Epidural headaches: understanding symptoms, potential causes, and available treatments
In the process of childbirth, women may opt for an epidural to manage pain. However, this procedure can sometimes lead to a less common complication known as chronic post-epidural headaches.
Causes
The most common cause of these headaches is a dural tear or puncture during the epidural injection or spinal anesthesia. This results in a leakage of cerebrospinal fluid (CSF), causing low CSF pressure and the characteristic headache. Other risk factors include prior spine or head surgery, connective tissue disorders, obesity, and increased intracranial pressure.
Symptoms
The hallmark symptom of chronic post-epidural headaches is a severe headache that worsens when standing or sitting upright and improves when lying down – often referred to as an orthostatic headache. Additional symptoms may include nausea, neck stiffness, dizziness, hearing changes, or visual disturbances related to low CSF pressure. When headaches persist beyond the acute post-procedure period (days to weeks), they are considered chronic.
Treatment Options
Initial treatment is usually conservative, including bed rest, hydration, caffeine intake, and analgesics. If symptoms persist or are severe, an epidural blood patch is the most common and effective intervention. This procedure involves injecting the patient's own blood into the epidural space to seal the dural leak and restore CSF pressure. In refractory cases, surgical repair might be considered but is rare. Other supportive treatments involve physical therapy and symptom management.
Outlook
Most patients experience symptom resolution with conservative measures or epidural blood patch within days to weeks. Chronic headaches can have a variable course but are generally manageable with appropriate treatment. Long-term neurological complications are rare but possible if diagnosis or treatment is delayed.
In most cases, symptoms of post-epidural headaches should clear up within 14 days of the epidural. However, some evidence suggests that some people may develop chronic headaches following an epidural, but most people should fully recover within a few days following rest, pain medications, and hydration. Symptoms such as nausea, lower back pain, vomiting, vertigo, tinnitus, and double vision can occur within 12 days and may worsen within 15 minutes of sitting upright.

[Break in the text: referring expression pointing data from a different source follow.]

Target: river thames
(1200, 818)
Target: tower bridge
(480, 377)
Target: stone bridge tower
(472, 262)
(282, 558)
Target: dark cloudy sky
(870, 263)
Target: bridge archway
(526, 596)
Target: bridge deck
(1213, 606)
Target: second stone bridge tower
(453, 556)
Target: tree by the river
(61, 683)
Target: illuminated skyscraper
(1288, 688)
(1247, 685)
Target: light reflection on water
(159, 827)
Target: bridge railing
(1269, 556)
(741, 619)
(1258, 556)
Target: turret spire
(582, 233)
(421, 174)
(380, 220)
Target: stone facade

- Chronic migraines are mental health issues that can develop as a side effect of chronic post-epidural headaches, contributing to health-and-wellness concerns.
- The science behind chronic post-epidural headaches shows they can be caused by medical-conditions such as dural tears during spinal anesthesia or obesity, which are risk factors for various chronic diseases.
- For individuals with chronic post-epidural headaches, the treatment options often include medications for managing pain, physical therapy, and in severe cases, an epidural blood patch or even surgical repair – making health-and-wellness management crucial for managing these symptoms.